Strings are literal sequences of characters enclosed in pairs of single quotes (‘'’) or double quotes (‘"’). To include the character used for quoting in the string, double it, e.g. ‘'it''s an apostrophe'’. White space and case of letters are significant inside strings.

Strings can be concatenated using ‘+’, so that ‘"a" + 'b' + 'c'’ is equivalent to ‘'abc'’. So that a long string may be broken across lines, a line break may precede or follow, or both precede and follow, the ‘+’. (However, an entirely blank line preceding or following the ‘+’ is interpreted as ending the current command.)

Strings may also be expressed as hexadecimal character values by prefixing the initial quote character by ‘x’ or ‘X’. Regardless of the syntax file or active dataset’s encoding, the hexadecimal digits in the string are interpreted as Unicode characters in UTF-8 encoding.

Individual Unicode code points may also be expressed by specifying the hexadecimal code point number in single or double quotes preceded by ‘u’ or ‘U’. For example, Unicode code point U+1D11E, the musical G clef character, could be expressed as U'1D11E'. Invalid Unicode code points (above U+10FFFF or in between U+D800 and U+DFFF) are not allowed.

When strings are concatenated with ‘+’, each segment’s prefix is considered individually. For example, 'The G clef symbol is:' + u"1d11e" + "." inserts a G clef symbol in the middle of an otherwise plain text string.

Punctuators and Operators ¶

These tokens are the punctuators and operators:

, / = ( ) + - * / ** < <= <> > >= ~= & | .

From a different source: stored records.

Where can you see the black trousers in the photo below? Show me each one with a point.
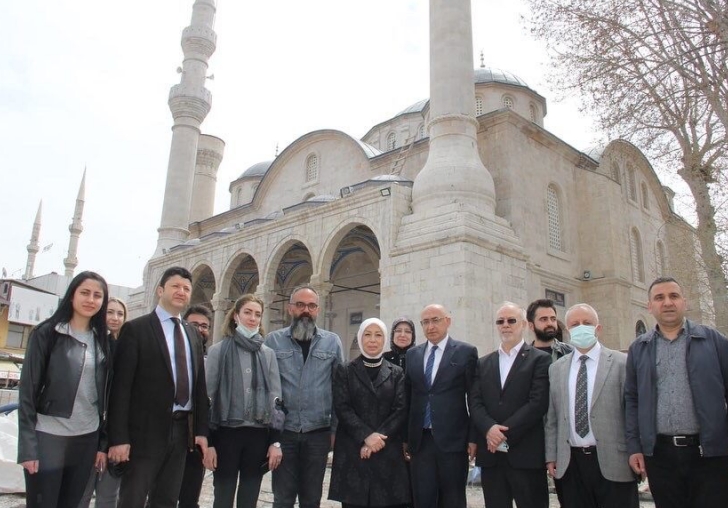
(241, 452)
(584, 486)
(155, 481)
(189, 493)
(64, 466)
(680, 478)
(438, 478)
(502, 484)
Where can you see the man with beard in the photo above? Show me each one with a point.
(541, 317)
(307, 357)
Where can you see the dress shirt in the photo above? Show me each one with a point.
(591, 374)
(506, 360)
(438, 356)
(168, 327)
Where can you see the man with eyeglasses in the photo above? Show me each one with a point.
(438, 377)
(508, 401)
(307, 357)
(200, 317)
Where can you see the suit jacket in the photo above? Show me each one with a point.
(447, 396)
(142, 392)
(606, 416)
(520, 405)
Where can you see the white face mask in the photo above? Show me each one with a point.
(247, 332)
(583, 336)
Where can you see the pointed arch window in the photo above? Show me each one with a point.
(312, 164)
(635, 247)
(553, 212)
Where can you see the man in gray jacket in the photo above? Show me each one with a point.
(676, 395)
(307, 357)
(585, 442)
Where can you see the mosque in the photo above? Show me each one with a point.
(465, 199)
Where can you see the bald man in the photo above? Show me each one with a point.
(587, 448)
(508, 402)
(439, 375)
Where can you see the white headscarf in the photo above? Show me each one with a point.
(360, 334)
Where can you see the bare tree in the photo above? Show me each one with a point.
(654, 72)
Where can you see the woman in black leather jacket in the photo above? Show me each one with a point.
(63, 388)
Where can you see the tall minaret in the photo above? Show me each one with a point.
(33, 246)
(189, 102)
(76, 228)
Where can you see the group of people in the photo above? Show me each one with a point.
(134, 412)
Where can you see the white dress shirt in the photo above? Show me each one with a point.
(591, 374)
(438, 356)
(506, 360)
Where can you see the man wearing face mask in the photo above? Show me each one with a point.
(541, 317)
(586, 447)
(307, 358)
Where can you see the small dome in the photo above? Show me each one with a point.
(256, 170)
(491, 75)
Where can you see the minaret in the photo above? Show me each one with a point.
(189, 102)
(75, 228)
(33, 246)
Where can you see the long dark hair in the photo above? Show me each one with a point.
(64, 312)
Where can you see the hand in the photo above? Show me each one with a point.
(375, 441)
(201, 441)
(101, 461)
(472, 451)
(551, 468)
(495, 437)
(119, 453)
(209, 459)
(275, 456)
(637, 463)
(31, 466)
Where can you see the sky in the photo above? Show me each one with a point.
(84, 84)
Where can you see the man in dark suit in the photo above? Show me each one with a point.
(439, 375)
(508, 401)
(158, 406)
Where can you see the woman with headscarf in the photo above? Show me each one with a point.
(369, 399)
(401, 340)
(243, 384)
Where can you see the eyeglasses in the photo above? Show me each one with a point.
(301, 305)
(434, 321)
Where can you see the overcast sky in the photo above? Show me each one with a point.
(84, 83)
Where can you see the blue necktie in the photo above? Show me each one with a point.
(428, 381)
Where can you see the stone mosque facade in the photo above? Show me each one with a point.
(465, 199)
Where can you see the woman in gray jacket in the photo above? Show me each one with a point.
(243, 384)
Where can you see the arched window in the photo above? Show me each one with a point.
(312, 168)
(553, 211)
(478, 105)
(660, 261)
(632, 182)
(616, 173)
(645, 196)
(635, 247)
(391, 141)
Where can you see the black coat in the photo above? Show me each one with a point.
(364, 407)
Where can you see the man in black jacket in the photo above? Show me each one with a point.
(158, 406)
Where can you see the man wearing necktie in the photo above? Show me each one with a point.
(586, 447)
(508, 402)
(158, 406)
(439, 375)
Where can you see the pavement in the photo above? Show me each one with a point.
(474, 493)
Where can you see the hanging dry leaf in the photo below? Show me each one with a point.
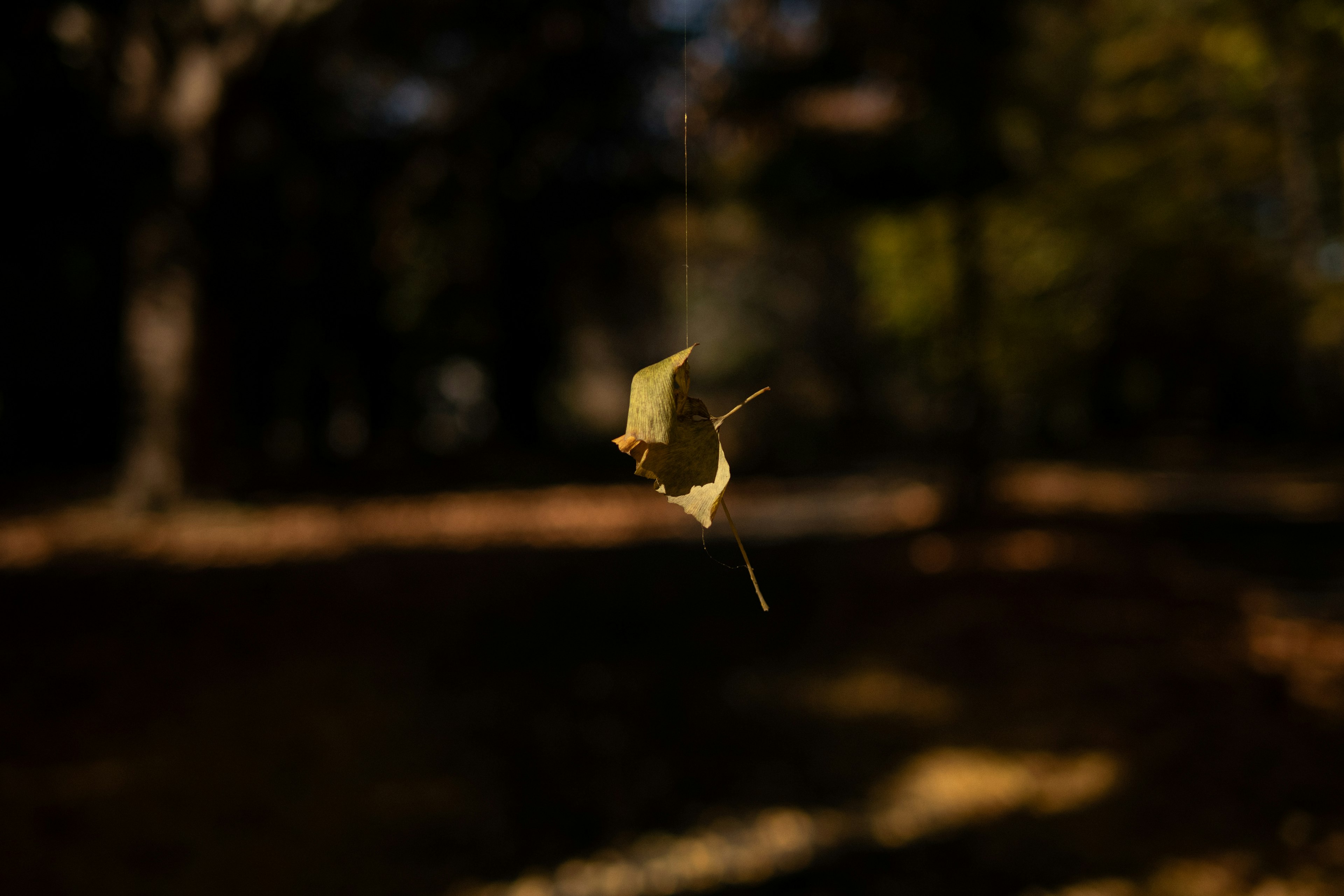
(672, 439)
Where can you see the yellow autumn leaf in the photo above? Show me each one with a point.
(674, 440)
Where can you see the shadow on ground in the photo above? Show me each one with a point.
(413, 723)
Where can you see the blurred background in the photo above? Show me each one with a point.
(319, 572)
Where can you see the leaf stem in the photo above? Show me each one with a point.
(718, 421)
(732, 526)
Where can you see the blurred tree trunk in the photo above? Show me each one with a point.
(173, 66)
(1292, 120)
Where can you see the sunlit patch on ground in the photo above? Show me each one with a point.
(934, 792)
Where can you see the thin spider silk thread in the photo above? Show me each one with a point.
(686, 159)
(726, 566)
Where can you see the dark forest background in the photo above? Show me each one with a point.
(425, 244)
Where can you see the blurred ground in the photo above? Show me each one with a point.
(427, 722)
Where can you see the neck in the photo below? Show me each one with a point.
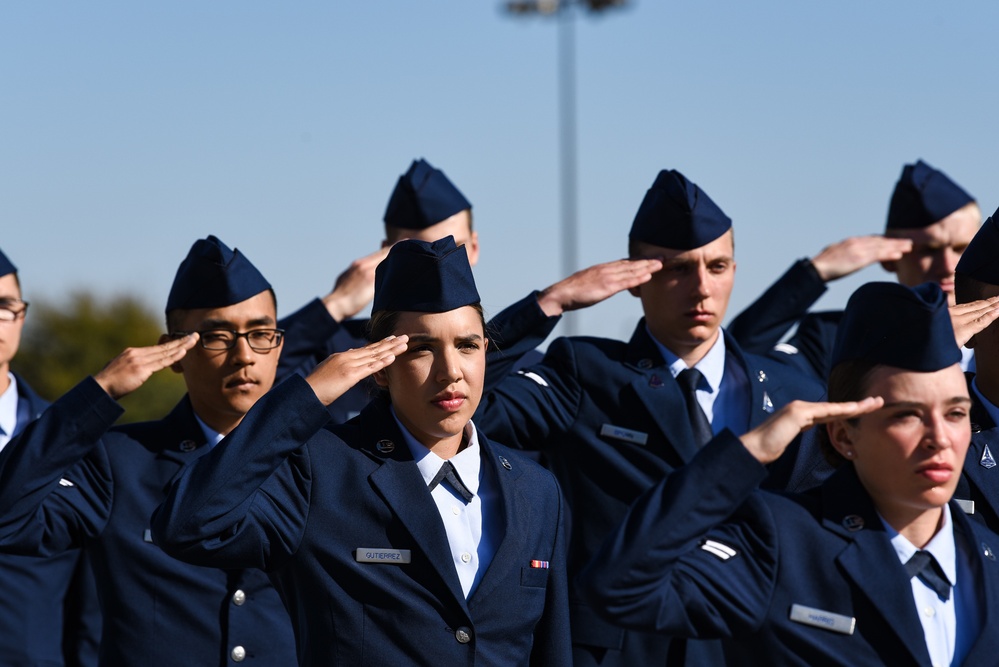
(691, 354)
(918, 527)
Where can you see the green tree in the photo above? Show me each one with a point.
(64, 342)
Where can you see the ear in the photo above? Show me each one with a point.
(472, 248)
(840, 434)
(175, 367)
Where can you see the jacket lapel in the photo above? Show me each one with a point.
(868, 559)
(399, 482)
(659, 393)
(513, 543)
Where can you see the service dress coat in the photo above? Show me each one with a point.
(49, 614)
(808, 579)
(69, 482)
(611, 421)
(345, 524)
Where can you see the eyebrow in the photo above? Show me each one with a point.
(226, 324)
(956, 400)
(427, 338)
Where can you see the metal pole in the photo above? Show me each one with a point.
(567, 149)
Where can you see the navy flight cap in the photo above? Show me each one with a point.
(677, 214)
(424, 277)
(423, 197)
(895, 325)
(924, 196)
(980, 259)
(6, 266)
(214, 276)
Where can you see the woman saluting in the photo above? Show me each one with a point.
(875, 566)
(403, 536)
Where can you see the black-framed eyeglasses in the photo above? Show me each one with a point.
(225, 339)
(11, 309)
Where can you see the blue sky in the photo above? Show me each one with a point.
(130, 129)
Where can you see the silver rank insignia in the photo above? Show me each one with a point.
(987, 461)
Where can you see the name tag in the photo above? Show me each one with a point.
(618, 433)
(823, 619)
(967, 506)
(389, 556)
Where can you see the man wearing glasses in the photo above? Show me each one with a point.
(48, 606)
(70, 480)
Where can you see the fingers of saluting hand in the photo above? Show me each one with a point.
(130, 369)
(973, 317)
(341, 371)
(767, 441)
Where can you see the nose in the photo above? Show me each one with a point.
(242, 354)
(940, 433)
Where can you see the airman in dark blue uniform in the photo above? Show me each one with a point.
(931, 219)
(48, 607)
(612, 420)
(425, 205)
(70, 481)
(404, 536)
(874, 567)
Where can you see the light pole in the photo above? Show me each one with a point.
(564, 13)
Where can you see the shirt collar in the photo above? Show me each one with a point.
(467, 463)
(711, 365)
(212, 437)
(8, 407)
(941, 546)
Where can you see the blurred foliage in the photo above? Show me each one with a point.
(63, 343)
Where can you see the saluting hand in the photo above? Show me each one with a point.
(130, 369)
(596, 283)
(973, 317)
(858, 252)
(355, 287)
(768, 441)
(339, 372)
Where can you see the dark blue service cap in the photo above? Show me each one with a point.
(423, 197)
(923, 196)
(895, 325)
(6, 266)
(214, 276)
(424, 277)
(980, 260)
(677, 214)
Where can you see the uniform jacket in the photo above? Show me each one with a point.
(311, 335)
(611, 422)
(706, 554)
(48, 607)
(304, 502)
(70, 483)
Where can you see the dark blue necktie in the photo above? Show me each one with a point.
(448, 473)
(688, 380)
(925, 566)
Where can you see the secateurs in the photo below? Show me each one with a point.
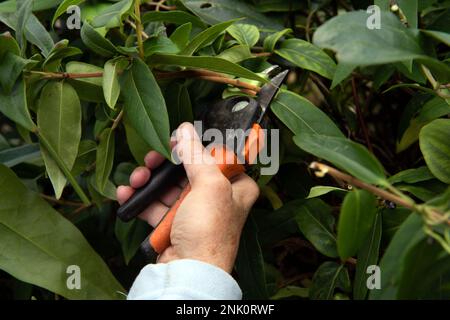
(229, 114)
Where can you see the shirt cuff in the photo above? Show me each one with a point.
(184, 279)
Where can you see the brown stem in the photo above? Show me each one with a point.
(161, 5)
(207, 75)
(323, 168)
(137, 13)
(360, 116)
(62, 201)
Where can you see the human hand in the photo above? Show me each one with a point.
(209, 222)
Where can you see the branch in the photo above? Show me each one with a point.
(324, 169)
(137, 13)
(360, 116)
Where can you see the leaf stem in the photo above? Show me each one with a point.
(137, 13)
(402, 201)
(63, 168)
(360, 116)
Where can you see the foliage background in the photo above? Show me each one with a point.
(80, 108)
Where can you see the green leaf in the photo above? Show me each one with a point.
(316, 222)
(14, 106)
(59, 121)
(11, 67)
(112, 16)
(271, 41)
(23, 14)
(179, 105)
(409, 9)
(12, 156)
(215, 11)
(412, 175)
(145, 107)
(345, 154)
(341, 73)
(250, 263)
(33, 234)
(300, 115)
(438, 35)
(435, 148)
(180, 37)
(425, 258)
(355, 221)
(206, 37)
(245, 34)
(208, 63)
(367, 255)
(432, 109)
(62, 8)
(318, 191)
(348, 35)
(59, 52)
(104, 158)
(35, 32)
(159, 44)
(111, 86)
(410, 233)
(307, 56)
(138, 147)
(94, 41)
(327, 278)
(236, 54)
(130, 235)
(177, 17)
(88, 89)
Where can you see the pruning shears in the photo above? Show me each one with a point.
(234, 113)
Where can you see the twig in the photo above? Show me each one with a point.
(161, 5)
(360, 116)
(386, 195)
(61, 201)
(133, 25)
(137, 13)
(198, 73)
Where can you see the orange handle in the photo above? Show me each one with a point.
(227, 162)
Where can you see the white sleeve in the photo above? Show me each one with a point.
(184, 280)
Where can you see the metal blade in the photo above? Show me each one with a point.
(268, 92)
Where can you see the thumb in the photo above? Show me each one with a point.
(197, 161)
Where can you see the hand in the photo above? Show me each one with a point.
(209, 222)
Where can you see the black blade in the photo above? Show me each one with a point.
(269, 90)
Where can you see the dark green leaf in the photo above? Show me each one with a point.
(59, 121)
(145, 107)
(327, 278)
(316, 222)
(14, 106)
(250, 263)
(94, 41)
(215, 11)
(206, 37)
(209, 63)
(355, 221)
(34, 234)
(307, 56)
(345, 154)
(367, 255)
(300, 115)
(436, 149)
(130, 235)
(105, 158)
(245, 34)
(12, 156)
(112, 16)
(392, 264)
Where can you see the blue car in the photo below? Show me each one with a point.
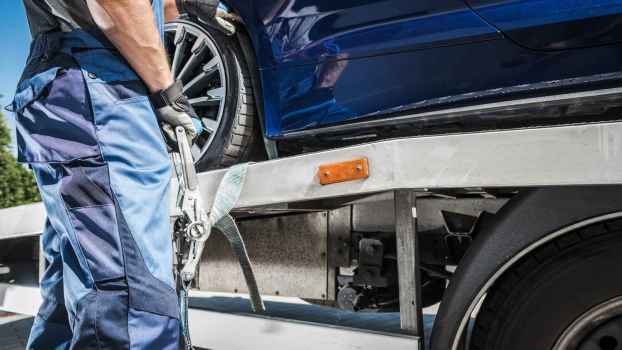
(302, 75)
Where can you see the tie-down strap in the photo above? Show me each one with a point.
(227, 196)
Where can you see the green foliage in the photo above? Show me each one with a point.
(17, 185)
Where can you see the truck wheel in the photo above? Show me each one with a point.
(566, 295)
(216, 80)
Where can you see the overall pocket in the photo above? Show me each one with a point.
(54, 122)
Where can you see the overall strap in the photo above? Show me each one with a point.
(158, 11)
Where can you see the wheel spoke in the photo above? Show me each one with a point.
(196, 62)
(210, 125)
(217, 93)
(198, 51)
(201, 80)
(180, 47)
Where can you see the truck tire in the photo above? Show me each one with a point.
(566, 292)
(232, 131)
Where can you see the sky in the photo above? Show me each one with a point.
(14, 51)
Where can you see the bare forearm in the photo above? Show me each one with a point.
(130, 26)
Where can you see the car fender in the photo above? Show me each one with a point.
(528, 221)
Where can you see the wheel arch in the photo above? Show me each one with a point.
(531, 219)
(248, 43)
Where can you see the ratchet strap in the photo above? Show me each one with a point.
(227, 195)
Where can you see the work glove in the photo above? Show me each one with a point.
(172, 110)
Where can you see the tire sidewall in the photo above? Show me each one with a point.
(553, 295)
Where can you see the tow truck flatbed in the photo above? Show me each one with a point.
(570, 155)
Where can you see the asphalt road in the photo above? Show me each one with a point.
(14, 329)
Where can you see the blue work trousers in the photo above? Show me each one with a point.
(86, 127)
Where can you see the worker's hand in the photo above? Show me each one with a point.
(173, 109)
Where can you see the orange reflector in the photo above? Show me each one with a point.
(344, 171)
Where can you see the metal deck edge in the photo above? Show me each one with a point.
(588, 154)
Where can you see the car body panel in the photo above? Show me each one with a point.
(327, 62)
(554, 25)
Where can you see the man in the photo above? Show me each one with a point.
(95, 91)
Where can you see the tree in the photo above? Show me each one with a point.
(17, 184)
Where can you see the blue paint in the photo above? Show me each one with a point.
(327, 62)
(555, 25)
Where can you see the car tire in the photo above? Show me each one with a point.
(540, 302)
(234, 135)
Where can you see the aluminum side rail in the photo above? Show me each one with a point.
(587, 154)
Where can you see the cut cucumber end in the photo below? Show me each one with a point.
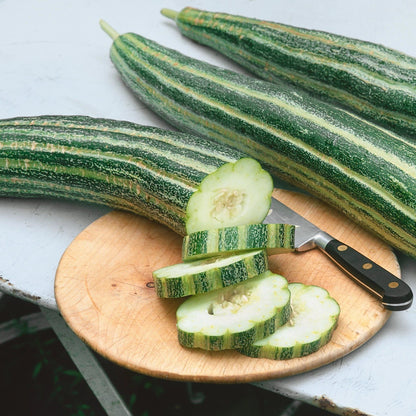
(313, 320)
(235, 194)
(235, 316)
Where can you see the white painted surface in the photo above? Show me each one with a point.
(54, 60)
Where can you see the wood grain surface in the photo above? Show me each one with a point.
(104, 290)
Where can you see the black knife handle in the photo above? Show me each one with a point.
(395, 294)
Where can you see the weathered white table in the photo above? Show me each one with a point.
(54, 60)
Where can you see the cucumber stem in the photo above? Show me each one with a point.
(171, 14)
(109, 30)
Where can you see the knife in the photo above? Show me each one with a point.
(394, 294)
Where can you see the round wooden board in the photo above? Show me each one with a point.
(104, 290)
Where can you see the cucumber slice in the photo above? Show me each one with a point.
(201, 276)
(313, 319)
(235, 194)
(276, 238)
(234, 316)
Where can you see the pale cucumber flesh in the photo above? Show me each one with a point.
(313, 319)
(235, 316)
(235, 194)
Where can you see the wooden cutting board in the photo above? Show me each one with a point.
(105, 292)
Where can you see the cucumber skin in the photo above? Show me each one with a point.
(237, 340)
(377, 82)
(364, 171)
(287, 353)
(275, 238)
(298, 350)
(141, 169)
(215, 278)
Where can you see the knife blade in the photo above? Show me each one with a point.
(393, 292)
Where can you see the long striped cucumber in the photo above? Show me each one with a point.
(275, 238)
(146, 170)
(200, 276)
(313, 319)
(375, 81)
(235, 316)
(365, 171)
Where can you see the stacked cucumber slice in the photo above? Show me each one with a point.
(234, 301)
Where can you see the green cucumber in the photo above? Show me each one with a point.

Most of these appear within the syntax of commands, but the period (‘.’) punctuator is used only at the end of a command. It is a punctuator only as the last character on a line (except white space). When it is the last non-space character on a line, a period is not treated as part of another token, even if it would otherwise be part of, e.g., an identifier or a floating-point number.